Parecer sobre MP que promove nova reforma trabalhista deve ser apresentado dia 19

Atualizado em 14 de Fevereiro de 2020 às 13h51

Votação da medida, que promove nova reforma trabalhista e institui a carteira verde e amarela, está prevista para março

Imagem: Vitor Teixeira

Após a realização de mais três audiências públicas de 11 a 13 de fevereiro, o relator da Comissão Mista que analisa a Medida Provisória (MPV) 905 deve apresentar seu parecer no próximo dia 19. Conhecida como MP da Carteira Verde Amarela, a medida aprofunda a Reforma Trabalhista aprovada em 2017. Além de reduzir ainda direitos e garantias dos trabalhadores, extingue a necessidade de registro profissional para o exercício de diversas profissões. 

Embora tenham sido ouvidas entidades sindicais, como centrais sindicais e algumas federações de trabalhadores, as audiências dessa semana concentraram representações do governo e de entidades empresariais, como as confederações nacionais da Indústria (CNI) e do Comércio (CNC), além das Federações das Indústrias de Minas Gerais (Fiemg), São Paulo (Fiesp) e Rio de Janeiro (Firjan) – grandes beneficiárias da medida. 

Com as mudanças na legislação, os empregadores terão exoneração de mais de 30% no custo das contratações.

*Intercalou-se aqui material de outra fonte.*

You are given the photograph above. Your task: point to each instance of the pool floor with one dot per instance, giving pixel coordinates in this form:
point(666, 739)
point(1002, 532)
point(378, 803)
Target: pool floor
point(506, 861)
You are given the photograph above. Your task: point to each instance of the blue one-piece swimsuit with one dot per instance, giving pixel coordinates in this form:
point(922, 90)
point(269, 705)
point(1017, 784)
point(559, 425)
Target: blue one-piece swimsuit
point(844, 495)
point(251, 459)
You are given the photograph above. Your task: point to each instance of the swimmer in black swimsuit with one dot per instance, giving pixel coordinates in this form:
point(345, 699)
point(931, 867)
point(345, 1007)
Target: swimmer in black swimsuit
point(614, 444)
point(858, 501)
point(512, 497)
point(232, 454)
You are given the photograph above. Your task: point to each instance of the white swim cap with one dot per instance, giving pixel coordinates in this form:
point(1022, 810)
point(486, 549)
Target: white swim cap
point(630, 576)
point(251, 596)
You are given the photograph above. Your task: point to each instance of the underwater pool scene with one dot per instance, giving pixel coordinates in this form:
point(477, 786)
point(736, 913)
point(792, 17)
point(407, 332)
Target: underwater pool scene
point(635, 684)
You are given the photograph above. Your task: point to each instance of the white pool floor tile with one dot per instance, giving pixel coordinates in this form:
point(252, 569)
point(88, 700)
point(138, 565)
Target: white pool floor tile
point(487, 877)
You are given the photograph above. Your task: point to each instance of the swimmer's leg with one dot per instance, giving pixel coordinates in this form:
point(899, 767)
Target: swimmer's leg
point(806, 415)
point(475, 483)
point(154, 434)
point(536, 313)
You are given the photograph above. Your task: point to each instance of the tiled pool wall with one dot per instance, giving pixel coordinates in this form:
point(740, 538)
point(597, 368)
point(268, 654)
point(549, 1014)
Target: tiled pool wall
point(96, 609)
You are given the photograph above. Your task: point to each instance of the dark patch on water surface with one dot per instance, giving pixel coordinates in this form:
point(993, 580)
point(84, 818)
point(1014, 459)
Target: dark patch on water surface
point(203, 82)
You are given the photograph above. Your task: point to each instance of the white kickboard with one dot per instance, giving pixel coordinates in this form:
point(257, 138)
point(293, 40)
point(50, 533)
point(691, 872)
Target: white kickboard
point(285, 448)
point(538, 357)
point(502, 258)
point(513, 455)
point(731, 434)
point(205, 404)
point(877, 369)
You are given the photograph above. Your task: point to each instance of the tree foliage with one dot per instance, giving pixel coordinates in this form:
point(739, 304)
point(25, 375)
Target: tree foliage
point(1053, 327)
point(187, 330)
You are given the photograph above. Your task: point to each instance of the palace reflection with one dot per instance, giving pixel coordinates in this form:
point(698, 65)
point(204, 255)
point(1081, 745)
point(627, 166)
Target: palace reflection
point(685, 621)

Segundo dados apresentados pelo Ministério da Economia, o custo da desoneração gira em torno de R$ 2 bilhões/ano.

Ganham os empresários, perdem os trabalhadores
A MP da “Carteira verde e amarela” - como foi apelidada – garante uma série de isenções fiscais aos empregadores, flexibiliza a legislação para permitir trabalho aos domingos e feriados, institui a contribuição previdenciária do Seguro Desemprego, entre outros.

A nova modalidade de contratação, via a carteira verde amarela, limita a remuneração a 1,5 salário mínimo por mês (hoje, R$ 1.548,50) poderá ser adotada para qualquer tipo de atividade, inclusive para substituição transitória de pessoa permanente.

As empresas que contratarem trabalhadores sob o novo regime serão beneficiadas com isenção da contribuição previdenciária patronal e o salário-educação, tributos que incidem sobre a folha de pagamento, e sobre as contribuições ao Sistema S.

Também terão redução da alíquota de contribuição do Fundo de Garantia do Tempo de Serviço (FGTS), de 8% para 2%, e redução da multa do FGTS em caso demissão sem justa causa, de 40% para 20%, desde que haja acordo entre as partes.

Porém, a desoneração das empresas será financiada pelos trabalhadores desempregados, dos quais será cobrada a contribuição previdenciária do Instituto Nacional do Seguro Social (INSS). O recolhimento será feito a uma alíquota de 7,5% durante os meses em que o trabalhador desempregado receber o benefício, que, na legislação atual, é entre três a cinco parcelas. Com isso, o governo espera arrecadar R$ 2,2 bilhões/ano – equivalente ao que deixará de receber dos empresários.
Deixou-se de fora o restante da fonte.